"What light?" asked the others.

"I wended my way to the ruins to hear the spooks groan. They groan jolly well--a mellow note, mostly on B flat, I fancy, though it sometimes shrieks up a chromatic scale to what you may call vanishing point. Of course, it's caused by the wind, but what surprises me is how the wind can fetch such a musical tone out of a chimney-pot. It must be a tube of some sort, and what else could it be but a chimney-pot? I tried to find it, but that required an acrobatic feat too difficult for a man of my avoirdupois."
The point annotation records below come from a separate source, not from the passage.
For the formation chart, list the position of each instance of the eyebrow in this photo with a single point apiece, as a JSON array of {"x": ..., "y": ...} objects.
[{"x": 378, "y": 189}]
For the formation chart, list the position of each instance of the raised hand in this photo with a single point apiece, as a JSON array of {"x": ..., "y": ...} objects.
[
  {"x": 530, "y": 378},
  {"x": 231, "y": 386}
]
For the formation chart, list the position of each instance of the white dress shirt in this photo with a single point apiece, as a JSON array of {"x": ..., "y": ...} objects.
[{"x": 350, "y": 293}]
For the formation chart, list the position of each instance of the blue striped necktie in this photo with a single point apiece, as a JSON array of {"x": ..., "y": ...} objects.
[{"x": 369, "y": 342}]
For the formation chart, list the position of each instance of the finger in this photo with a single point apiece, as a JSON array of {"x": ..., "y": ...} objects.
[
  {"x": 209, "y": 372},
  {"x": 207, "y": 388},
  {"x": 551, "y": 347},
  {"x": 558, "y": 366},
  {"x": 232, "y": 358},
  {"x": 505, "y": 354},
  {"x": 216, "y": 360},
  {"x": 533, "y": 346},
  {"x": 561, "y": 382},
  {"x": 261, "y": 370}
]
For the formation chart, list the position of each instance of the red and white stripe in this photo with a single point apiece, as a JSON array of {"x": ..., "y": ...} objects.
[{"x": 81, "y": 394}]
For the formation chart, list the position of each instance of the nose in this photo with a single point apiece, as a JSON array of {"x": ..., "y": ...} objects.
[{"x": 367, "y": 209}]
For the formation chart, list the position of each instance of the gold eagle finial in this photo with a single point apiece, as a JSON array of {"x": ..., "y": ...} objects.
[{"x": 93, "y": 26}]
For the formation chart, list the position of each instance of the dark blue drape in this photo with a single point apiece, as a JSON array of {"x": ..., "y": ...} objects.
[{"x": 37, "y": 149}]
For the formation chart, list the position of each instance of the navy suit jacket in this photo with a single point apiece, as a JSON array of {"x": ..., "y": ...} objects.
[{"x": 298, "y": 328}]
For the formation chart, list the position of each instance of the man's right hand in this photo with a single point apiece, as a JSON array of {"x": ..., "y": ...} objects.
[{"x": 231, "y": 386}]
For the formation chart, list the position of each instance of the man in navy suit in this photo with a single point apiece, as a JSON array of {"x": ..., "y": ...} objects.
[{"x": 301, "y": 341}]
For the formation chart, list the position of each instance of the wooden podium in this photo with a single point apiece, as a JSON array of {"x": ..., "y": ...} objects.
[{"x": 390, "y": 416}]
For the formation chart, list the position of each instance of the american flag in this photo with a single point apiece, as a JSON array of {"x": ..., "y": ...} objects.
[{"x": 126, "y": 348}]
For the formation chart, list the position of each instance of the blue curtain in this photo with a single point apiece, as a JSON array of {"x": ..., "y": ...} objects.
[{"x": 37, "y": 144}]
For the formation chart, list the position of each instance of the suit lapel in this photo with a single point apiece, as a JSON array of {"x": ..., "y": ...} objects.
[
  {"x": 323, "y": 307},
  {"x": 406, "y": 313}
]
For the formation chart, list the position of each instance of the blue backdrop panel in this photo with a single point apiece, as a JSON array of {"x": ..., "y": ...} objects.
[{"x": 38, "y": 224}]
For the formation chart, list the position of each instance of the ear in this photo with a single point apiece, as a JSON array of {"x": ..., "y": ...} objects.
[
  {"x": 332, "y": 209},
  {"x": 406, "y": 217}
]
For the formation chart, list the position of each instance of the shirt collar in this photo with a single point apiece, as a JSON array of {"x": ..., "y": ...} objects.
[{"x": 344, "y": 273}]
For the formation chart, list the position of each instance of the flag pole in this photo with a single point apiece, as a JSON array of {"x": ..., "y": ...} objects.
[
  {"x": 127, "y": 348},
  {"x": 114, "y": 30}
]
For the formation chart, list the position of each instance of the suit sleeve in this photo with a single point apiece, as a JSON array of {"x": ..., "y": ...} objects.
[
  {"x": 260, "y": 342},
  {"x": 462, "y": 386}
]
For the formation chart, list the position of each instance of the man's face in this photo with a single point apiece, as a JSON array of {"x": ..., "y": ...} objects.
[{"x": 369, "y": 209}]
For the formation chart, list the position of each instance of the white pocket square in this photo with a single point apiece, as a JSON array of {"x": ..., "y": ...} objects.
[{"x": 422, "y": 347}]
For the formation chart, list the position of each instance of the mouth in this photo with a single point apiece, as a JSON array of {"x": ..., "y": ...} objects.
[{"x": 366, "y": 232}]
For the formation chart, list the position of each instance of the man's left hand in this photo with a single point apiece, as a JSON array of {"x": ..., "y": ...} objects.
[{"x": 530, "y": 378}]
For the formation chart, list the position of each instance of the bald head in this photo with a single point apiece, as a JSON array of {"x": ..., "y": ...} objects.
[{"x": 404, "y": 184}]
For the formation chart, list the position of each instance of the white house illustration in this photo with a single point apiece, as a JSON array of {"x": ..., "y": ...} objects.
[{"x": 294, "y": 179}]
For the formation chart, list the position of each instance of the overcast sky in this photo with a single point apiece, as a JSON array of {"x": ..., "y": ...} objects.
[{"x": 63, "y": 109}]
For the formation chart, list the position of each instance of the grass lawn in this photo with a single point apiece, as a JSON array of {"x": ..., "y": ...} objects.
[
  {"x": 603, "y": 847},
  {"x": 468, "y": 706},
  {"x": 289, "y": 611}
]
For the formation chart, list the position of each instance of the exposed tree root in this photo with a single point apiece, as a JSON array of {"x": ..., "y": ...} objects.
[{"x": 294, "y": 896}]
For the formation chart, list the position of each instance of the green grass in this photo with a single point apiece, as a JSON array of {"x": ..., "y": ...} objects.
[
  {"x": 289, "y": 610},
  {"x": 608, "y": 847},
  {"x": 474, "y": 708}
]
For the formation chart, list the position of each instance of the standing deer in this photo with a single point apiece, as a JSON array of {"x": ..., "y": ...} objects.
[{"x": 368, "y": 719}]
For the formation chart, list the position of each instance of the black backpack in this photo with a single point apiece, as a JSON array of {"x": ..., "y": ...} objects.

"But the light?" asked Warrender.

"Oh yes, I was forgetting! I was looking over towards my uncle's place when I saw a reddish sort of glow, just about the level of the tree-tops. It came and went, and presently it dawned upon my usually alert intelligence that it stood a good deal upon the order of its comings and goings; in fact, that it was a signal. It must have been just about the time that tramp steamer came in sight."

"But why on earth should anybody at the house, even if they are customers of Rush's, signal to the smuggling steamer?" asked Armstrong. "There aren't any revenue officers about here, and if there were any about the coast the people at the house wouldn't know anything about them."

"My dear chap, there are wheels within wheels," said Pratt, oracularly. "You have two contemporaneous phenomena--jolly good phrase, that!--the signal light, and the accosting of a tramp steamer by a poacher and a burglar. That's circumstantial evidence good enough for me."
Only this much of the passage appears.